How financial regulatory tools are used against law-abiding Americans — and how to fix it
Canadian officials have told banks to unfreeze the accounts of people involved in the recent COVID-19 protests. Cutting off access to financial infrastructure may be justified in certain serious situations (an extreme example is taking place today in Eastern Europe), but not in the case of citizens where standard law enforcement tools will suffice. Canada’s excessive use of power accomplished its immediate goal and is a wakeup call about how powerful, and how prone to abuse, the tools of financial regulation can be. And even though we in the United States have greater constitutional protections, financial regulation is regularly turned against Americans.
The bell cannot be unrung; it must be broken. To do so, we must take affirmative steps to prevent financial abuse in the future.
One way in which financial regulation provides subtle and insidious means of abuse without explicit congressional approval is the concept of “reputational risk.” This tool of bank supervision has regulators look at whether a bank’s actions might impair its future financial prospects, even if the bank is doing nothing illegal. While originally focused on threats like whether the bank could be unwittingly used for money laundering, it’s expanded to include the idea that a bank’s legal customers might pose a risk to its viability by being unpopular with other potential customers, bank employees, or, perversely, with regulators themselves.
Reputational risk was the tool the Federal Deposit Insurance Corporation (FDIC) used in Operation Chokepoint, and it’s been used on other occasions when regulators sought to cut off legal businesses they considered controversial from the banking system. These efforts resulted in numerous legal businesses losing bank accounts and access to payments services because banks were more worried about offending their regulator than serving their client.
One reason this so insidious is that it’s very difficult to detect. Those with the most knowledge (financial services firms) are understandably hesitant to challenge their regulators. From a firm’s perspective, precious few accounts are worth drawing the ire of the regulator you’ll be stuck with even if you win in court. Meanwhile, the customer is left to guess what happened and try to find a new provider, who will likely be under similar regulatory pressure.
Reputational risk is also dangerous because it can empower the wealthy and powerful to exclude the poor and weak. Its logic is purely economic: There is no requirement for the customer to have violated the law, threatened the operational integrity of the bank, or that any allegation be true. Rather, if the customer is unpopular enough with some important group that keeping them may limit the bank’s future financial growth, even an honest regulator may need to take note.
This isn’t an idle threat. From pressure on banks to cut ties with gun companies, to private prisons, to “brown industries,” efforts to debank political opponents have become more common in recent years. The FDIC backed down from Choke Point after congressional inquiries and a lawsuit, but there have been no substantive legal changes to take similar conduct off the table. Meanwhile, regulators’ interest in using financial regulation to de facto legislate other issues has only increased.

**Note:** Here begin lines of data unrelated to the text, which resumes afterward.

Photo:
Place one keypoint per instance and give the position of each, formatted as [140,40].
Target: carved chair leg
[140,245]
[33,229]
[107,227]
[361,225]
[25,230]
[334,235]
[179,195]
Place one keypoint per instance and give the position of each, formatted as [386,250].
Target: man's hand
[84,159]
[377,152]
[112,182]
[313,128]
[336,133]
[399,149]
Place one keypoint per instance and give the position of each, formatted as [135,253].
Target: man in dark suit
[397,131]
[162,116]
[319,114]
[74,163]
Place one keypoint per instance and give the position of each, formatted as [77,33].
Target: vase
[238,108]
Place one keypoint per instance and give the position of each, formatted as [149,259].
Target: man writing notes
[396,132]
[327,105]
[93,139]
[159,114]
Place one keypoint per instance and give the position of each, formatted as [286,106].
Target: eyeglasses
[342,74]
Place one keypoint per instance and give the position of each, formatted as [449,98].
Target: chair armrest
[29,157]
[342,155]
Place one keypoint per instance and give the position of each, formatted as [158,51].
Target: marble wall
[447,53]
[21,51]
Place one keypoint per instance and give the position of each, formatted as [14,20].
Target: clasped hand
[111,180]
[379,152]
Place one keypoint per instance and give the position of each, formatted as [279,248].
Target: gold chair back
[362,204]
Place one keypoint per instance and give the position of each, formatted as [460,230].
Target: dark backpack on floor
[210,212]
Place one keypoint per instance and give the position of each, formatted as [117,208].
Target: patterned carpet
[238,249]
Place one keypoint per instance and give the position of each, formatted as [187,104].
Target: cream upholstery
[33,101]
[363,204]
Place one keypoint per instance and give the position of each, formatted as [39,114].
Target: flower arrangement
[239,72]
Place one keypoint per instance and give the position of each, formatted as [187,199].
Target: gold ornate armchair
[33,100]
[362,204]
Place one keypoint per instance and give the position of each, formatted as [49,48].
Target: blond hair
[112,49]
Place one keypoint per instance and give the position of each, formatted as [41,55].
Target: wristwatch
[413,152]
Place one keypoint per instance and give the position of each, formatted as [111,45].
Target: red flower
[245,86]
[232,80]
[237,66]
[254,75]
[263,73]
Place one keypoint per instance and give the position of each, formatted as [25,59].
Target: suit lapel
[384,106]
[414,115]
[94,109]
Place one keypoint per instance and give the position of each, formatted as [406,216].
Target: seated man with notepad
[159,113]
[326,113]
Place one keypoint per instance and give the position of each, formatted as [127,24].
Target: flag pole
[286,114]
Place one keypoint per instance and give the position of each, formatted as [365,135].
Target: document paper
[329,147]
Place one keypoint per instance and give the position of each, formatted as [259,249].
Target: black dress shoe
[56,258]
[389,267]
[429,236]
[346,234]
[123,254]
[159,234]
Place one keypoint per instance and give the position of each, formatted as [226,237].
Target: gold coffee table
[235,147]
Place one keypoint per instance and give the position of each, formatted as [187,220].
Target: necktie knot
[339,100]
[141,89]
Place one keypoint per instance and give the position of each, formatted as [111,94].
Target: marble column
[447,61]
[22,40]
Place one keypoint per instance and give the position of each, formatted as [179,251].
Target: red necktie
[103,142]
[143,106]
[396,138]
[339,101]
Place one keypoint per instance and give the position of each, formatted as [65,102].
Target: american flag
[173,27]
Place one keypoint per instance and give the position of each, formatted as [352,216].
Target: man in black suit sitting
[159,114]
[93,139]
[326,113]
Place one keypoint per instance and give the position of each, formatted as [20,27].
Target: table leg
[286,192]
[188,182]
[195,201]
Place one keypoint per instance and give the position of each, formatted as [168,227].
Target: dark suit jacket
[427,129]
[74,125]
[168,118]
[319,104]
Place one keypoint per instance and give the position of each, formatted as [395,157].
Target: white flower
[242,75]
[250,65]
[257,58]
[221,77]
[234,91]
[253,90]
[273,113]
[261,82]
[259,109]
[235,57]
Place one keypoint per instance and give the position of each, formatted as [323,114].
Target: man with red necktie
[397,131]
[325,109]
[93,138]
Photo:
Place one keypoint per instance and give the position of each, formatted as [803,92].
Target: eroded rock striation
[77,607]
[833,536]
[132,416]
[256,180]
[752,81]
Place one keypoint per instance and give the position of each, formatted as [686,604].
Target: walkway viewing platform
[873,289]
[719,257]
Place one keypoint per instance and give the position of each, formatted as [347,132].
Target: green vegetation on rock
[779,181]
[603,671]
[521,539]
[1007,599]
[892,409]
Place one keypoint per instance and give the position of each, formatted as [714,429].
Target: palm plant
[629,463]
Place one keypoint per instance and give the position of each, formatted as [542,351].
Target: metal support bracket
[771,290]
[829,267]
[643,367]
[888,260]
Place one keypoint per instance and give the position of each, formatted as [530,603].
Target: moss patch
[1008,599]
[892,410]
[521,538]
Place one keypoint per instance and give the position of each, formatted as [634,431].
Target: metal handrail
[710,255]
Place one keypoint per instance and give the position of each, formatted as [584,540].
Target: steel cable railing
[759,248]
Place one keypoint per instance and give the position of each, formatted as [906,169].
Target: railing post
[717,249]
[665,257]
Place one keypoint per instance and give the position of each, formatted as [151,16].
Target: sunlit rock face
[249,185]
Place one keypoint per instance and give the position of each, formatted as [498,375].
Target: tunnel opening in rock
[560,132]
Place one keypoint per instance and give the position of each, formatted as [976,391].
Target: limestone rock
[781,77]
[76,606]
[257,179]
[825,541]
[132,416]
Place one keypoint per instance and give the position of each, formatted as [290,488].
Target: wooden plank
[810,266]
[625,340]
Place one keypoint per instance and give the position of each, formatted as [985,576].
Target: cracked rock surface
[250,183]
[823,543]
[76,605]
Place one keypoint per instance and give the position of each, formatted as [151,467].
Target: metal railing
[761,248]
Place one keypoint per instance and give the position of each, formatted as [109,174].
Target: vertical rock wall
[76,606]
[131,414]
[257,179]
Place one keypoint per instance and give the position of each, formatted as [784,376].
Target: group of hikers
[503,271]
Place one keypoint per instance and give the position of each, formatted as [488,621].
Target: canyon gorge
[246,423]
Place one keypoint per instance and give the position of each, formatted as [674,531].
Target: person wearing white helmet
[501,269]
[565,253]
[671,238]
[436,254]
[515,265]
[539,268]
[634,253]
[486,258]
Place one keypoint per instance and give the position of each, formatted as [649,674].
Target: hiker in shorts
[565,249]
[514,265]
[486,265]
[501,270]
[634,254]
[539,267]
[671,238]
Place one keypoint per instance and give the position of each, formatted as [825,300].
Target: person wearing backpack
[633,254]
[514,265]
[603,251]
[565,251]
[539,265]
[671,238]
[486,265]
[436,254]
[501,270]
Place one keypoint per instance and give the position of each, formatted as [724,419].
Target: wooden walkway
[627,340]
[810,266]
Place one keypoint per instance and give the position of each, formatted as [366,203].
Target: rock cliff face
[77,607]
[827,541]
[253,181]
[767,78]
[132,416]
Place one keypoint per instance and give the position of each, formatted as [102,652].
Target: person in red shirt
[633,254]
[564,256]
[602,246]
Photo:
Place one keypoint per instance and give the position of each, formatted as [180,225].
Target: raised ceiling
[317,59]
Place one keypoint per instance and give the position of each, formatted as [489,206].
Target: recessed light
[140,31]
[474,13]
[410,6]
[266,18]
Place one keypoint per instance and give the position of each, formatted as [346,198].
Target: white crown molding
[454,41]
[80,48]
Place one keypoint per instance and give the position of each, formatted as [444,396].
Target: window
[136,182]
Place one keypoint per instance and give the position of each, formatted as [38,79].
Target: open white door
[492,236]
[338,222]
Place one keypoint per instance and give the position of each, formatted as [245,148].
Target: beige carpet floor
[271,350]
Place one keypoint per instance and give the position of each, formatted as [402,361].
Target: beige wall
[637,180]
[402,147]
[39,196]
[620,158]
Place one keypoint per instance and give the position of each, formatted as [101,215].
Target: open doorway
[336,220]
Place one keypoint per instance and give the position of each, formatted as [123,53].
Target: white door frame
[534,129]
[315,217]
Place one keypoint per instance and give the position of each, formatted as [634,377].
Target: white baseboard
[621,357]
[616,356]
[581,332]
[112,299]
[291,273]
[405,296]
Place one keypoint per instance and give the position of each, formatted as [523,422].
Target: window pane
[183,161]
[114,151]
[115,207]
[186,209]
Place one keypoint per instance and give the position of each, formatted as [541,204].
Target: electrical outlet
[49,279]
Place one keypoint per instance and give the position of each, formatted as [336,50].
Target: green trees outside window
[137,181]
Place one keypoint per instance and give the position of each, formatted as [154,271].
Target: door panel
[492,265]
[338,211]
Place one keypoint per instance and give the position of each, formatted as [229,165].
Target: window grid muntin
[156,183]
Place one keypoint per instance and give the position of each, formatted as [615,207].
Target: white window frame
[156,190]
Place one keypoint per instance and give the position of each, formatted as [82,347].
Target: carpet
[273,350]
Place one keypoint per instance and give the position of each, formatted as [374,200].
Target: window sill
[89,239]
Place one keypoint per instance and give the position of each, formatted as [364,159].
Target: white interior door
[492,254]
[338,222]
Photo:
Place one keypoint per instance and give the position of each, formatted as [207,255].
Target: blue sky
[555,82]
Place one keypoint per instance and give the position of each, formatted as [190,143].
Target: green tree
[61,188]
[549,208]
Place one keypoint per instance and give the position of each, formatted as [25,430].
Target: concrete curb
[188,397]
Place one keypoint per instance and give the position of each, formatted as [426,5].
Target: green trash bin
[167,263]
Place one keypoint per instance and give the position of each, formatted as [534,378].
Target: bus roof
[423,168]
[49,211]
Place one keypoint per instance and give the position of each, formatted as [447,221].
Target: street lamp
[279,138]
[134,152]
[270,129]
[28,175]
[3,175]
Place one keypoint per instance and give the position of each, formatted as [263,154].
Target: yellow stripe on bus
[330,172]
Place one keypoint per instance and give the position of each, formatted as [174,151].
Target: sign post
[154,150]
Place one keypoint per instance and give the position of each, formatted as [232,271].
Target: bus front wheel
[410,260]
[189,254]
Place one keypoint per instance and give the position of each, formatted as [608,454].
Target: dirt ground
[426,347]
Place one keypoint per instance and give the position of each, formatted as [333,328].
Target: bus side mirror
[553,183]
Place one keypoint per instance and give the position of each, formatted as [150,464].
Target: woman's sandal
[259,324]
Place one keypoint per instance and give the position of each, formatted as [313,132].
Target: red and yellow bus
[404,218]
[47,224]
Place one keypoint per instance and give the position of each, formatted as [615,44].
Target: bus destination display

If we are serious about protecting freedom, we need to eliminate, or at least significantly reduce, the ability of financial regulation to serve as a conduit of coercion. To be sure, there are legitimate concerns that the government must attend to. But these must not be allowed to justify circumventing the legal and constitutional protections Americans enjoy.
One step to consider is explicitly outlawing the use of reputational risk in supervision. As University of Alabama Professor Julie Hill points out, the value of reputation risk is dubious at best, while its vagueness invites abuse.
A bolder and more controversial step, and one that should nonetheless be considered, would use the logic of antidiscrimination law to prohibit banks from refusing to do business with customers due to political or social pressure.
There is precedent for this. In 1974, the Department of Justice supported making religion and national origin protected classes under the Equal Credit Opportunity Act, in part because it would protect not only customers but the banks themselves. At the time, banks were being pressured by Arab governments and business clients to cut ties with Jewish-owned and Israeli businesses. Changing the law affirmatively prevented the U.S. financial system from becoming a tool of coercion and allowed banks to do what they should be doing — allocating capital to its most productive use.
There is wisdom to this, especially as we navigate a period of high political polarization and low trust. For freedom to be meaningful, its exercise must be possible, and that requires access to financial services. We have seen, both domestically and abroad, how the financial system and its regulation can be abused. We should not allow it to happen again.
Brian Knight is the director of innovation and governance and a senior research fellow at the Mercatus Center at George Mason University.